■ワンポイント・エッセイ  取り組む姿勢(3)
                      大嶋 利佳

 「人の意見をよく聞く」、これは良い態度だとされています。
しかし、注意しなければならないのは、それは他人に従うという
意味ではない、ということです。
 日本語で「言うことを聞く」という表現には、相手の言葉を耳
に入れるだけではなく、従うという意味が含まれます。そのため
私たちは「人の言葉を聞いたからには従わなければ」と思いこみ
がちです。
 そういう思い込みを持っていると、他人の無責任な発言に支配
されてしまいます。前の回で述べたように「本を出すのは無理だ」
という人の言葉をよく聞いていたら、私は出版をあきらめていた
でしょう。
 私は、質の高い仕事をするためには、人の言葉に安易に従わない
姿勢が欠かせない、と考えています。
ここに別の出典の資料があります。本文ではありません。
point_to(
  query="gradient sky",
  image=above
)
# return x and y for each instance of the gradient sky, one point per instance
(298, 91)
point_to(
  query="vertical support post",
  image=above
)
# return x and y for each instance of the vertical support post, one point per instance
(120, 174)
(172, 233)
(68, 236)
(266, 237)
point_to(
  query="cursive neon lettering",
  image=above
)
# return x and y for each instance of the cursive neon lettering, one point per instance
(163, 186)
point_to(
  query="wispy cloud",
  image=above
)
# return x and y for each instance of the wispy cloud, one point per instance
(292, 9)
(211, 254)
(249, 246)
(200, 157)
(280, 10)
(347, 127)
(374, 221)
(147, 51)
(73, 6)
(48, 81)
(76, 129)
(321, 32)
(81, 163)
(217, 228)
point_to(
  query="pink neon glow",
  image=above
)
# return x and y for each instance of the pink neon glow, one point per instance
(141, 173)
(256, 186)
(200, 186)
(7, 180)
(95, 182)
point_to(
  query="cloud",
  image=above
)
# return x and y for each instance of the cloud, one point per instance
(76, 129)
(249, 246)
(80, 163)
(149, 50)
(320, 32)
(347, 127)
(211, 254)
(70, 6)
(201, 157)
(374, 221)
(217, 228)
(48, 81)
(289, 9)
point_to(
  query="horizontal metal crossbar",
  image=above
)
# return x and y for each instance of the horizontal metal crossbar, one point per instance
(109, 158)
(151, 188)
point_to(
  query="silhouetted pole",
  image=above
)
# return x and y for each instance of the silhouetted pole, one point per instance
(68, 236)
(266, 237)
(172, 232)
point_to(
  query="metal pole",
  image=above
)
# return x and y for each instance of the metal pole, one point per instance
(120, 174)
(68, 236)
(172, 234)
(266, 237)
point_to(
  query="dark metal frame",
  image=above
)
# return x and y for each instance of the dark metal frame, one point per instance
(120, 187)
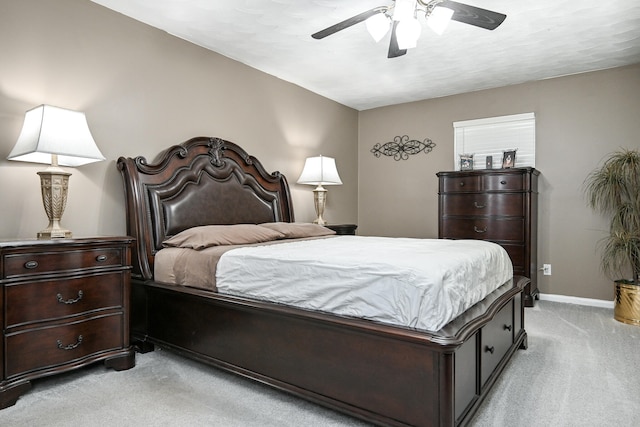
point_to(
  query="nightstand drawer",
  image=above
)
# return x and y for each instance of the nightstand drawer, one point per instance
(49, 346)
(46, 300)
(29, 264)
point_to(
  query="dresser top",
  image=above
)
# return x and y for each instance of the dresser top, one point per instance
(79, 241)
(513, 171)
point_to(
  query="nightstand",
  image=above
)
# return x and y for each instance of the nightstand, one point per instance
(65, 304)
(343, 229)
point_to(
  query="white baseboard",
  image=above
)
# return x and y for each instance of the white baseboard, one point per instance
(577, 300)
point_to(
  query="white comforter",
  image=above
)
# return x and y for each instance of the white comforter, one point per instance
(419, 283)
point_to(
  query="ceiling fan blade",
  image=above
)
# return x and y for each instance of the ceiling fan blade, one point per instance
(394, 50)
(349, 22)
(473, 15)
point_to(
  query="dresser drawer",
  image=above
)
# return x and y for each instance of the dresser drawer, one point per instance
(486, 204)
(503, 182)
(460, 184)
(45, 300)
(500, 229)
(495, 340)
(29, 264)
(49, 346)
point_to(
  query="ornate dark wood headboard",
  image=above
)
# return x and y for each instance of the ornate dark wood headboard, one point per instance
(203, 181)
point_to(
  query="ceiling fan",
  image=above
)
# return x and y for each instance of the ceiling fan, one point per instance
(401, 17)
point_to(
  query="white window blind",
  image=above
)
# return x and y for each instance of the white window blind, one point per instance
(495, 135)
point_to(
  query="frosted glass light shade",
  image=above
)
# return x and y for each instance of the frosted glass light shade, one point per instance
(320, 170)
(439, 19)
(51, 130)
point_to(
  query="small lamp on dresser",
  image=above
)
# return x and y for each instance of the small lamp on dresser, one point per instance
(320, 171)
(58, 137)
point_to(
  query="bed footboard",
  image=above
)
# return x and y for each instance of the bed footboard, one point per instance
(383, 374)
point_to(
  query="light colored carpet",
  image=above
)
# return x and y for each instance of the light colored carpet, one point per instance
(582, 368)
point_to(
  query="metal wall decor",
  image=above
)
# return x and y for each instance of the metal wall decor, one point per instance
(402, 147)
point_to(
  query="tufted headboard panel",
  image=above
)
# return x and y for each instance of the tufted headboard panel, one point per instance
(203, 181)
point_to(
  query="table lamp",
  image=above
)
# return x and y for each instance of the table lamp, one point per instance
(58, 137)
(320, 171)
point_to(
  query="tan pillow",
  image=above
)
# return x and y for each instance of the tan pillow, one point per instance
(218, 235)
(296, 230)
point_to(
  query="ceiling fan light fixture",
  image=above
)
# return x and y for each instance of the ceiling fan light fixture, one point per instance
(378, 26)
(439, 18)
(404, 9)
(407, 33)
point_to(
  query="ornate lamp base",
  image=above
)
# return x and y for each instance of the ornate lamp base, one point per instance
(55, 184)
(319, 200)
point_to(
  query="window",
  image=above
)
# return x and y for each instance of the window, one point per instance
(495, 135)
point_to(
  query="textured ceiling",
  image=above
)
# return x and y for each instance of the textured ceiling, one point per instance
(539, 39)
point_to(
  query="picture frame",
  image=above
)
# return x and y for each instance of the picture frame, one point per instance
(466, 162)
(509, 159)
(489, 162)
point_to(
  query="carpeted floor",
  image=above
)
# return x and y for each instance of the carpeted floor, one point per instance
(582, 368)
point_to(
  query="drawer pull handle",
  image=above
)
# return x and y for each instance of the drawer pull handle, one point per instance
(70, 346)
(31, 264)
(70, 301)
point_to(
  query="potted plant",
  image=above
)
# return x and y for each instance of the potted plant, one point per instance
(614, 190)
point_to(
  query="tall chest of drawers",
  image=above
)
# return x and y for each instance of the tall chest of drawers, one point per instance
(499, 205)
(65, 304)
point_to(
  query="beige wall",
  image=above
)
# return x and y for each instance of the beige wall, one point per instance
(143, 90)
(579, 119)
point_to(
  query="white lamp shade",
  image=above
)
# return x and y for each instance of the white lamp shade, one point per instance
(378, 26)
(439, 19)
(320, 170)
(51, 130)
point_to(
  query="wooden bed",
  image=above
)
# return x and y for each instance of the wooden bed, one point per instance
(384, 374)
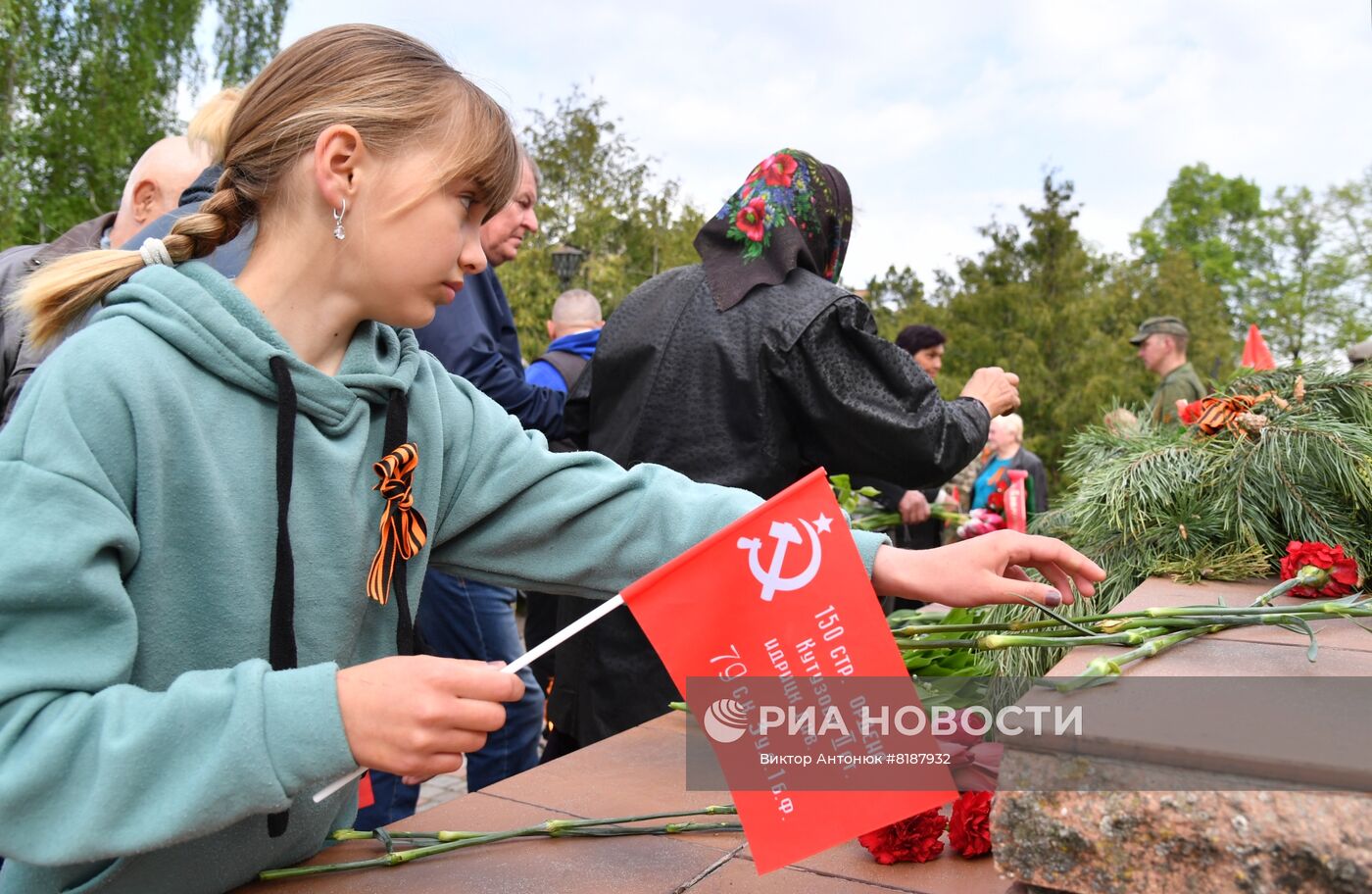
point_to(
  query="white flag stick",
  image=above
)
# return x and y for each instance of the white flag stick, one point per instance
(514, 667)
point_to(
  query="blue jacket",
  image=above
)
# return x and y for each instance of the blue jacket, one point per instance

経験の浅い講師が、アンケー
トに書かれた受講生の評価や感想に一喜一憂したり、担当者が思い
付きで研修内容に口を出してくるのに振り回されたりしている様子
を見る度、その感を深めます。
 もちろん、人の言葉の中には、有益なものも少なからずあります。
しかし、それらは土砂に紛れて埋もれた宝石のようなものです。め
ったにはありませんし、見分ける目を持たなければ手に入れられま
せん。
 「人の意見をよく聞く」とは、それが本当に、聞くに値する言葉
かどうかを判断するためにすることです。自分にとって有害、無意
味な言葉は聞き流す、聞き捨てる。そういう強い姿勢を持つことが
どんな分野や立場の人にも欠かせません。